Salonda oturmuş maç izliyordum. İzleyip izlemediğim bile belli değildi. Kafam başka yerdeydi. Söz konusu ise Adendi. Ondan artık eskisi gibi nefret etmiyordum, edemiyordum. Nedeni ona aşık olmam falan değildi ama nedenini bende bilmiyordum.
Aden salona girince farketmemiș gibi yapıp ekrana bakıyordum.
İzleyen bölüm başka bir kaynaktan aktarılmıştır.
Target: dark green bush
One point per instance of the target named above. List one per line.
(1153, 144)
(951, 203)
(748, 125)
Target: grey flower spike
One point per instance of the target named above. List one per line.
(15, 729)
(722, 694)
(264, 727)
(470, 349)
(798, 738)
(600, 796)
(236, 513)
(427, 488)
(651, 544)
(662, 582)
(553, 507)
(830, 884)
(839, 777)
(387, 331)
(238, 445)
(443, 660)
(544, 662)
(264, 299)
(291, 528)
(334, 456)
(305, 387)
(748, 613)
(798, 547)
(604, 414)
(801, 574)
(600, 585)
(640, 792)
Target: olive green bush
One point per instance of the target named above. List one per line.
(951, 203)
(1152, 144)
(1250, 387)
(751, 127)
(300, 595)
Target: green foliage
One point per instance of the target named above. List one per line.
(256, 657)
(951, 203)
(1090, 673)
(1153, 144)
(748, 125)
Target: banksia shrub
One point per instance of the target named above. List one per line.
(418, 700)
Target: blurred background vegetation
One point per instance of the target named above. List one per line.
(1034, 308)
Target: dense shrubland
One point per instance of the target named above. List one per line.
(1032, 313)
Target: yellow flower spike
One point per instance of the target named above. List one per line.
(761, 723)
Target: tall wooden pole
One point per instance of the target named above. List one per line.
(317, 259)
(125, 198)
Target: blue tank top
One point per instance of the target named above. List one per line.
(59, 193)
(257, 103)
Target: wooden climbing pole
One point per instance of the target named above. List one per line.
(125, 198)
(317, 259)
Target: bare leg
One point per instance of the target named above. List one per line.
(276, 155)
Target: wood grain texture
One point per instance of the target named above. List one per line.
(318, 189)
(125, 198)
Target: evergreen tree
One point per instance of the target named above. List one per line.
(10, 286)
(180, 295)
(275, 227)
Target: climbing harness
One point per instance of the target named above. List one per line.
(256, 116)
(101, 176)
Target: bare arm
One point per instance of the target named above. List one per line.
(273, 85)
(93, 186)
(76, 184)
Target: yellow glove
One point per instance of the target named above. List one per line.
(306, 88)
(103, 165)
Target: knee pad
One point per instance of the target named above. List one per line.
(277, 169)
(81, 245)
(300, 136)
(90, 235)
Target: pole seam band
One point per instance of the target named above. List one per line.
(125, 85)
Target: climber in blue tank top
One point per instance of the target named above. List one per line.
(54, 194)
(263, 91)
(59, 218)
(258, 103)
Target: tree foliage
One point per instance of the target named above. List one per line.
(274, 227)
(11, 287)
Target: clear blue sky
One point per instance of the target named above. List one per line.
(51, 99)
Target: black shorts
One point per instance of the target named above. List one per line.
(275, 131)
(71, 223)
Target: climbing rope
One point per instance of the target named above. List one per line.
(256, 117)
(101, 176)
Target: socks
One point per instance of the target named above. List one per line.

Maç izlediğimi anlayınca telefonla uğraşmaya başladı. Bu sefer telefonu bırakıp etrafa bakınarak ofladı. Gülüşümü saklamak için başımı önüme eğdim. Dayanamayıp en sonunda koltuğa uzandı. Dönüp ona baktığımda bana 'ne var' der gibi kafasını sallayınca önüme döndüm. Bana hala o olanlardan sonra sinirliydi, Haklıydı da. Biraz daha televizyona baktıktan sonra birșey anlamayınca kapattım. Aden uykuya geçmiști üst kata çıkıp bir battaniye getirip üstüne attım. Odama gidip ılık bir duș aldıktan sonra üstümü giyeceğim sıra telefonum çaldı ve arayan babam olacak herifti. Telefonu açtım.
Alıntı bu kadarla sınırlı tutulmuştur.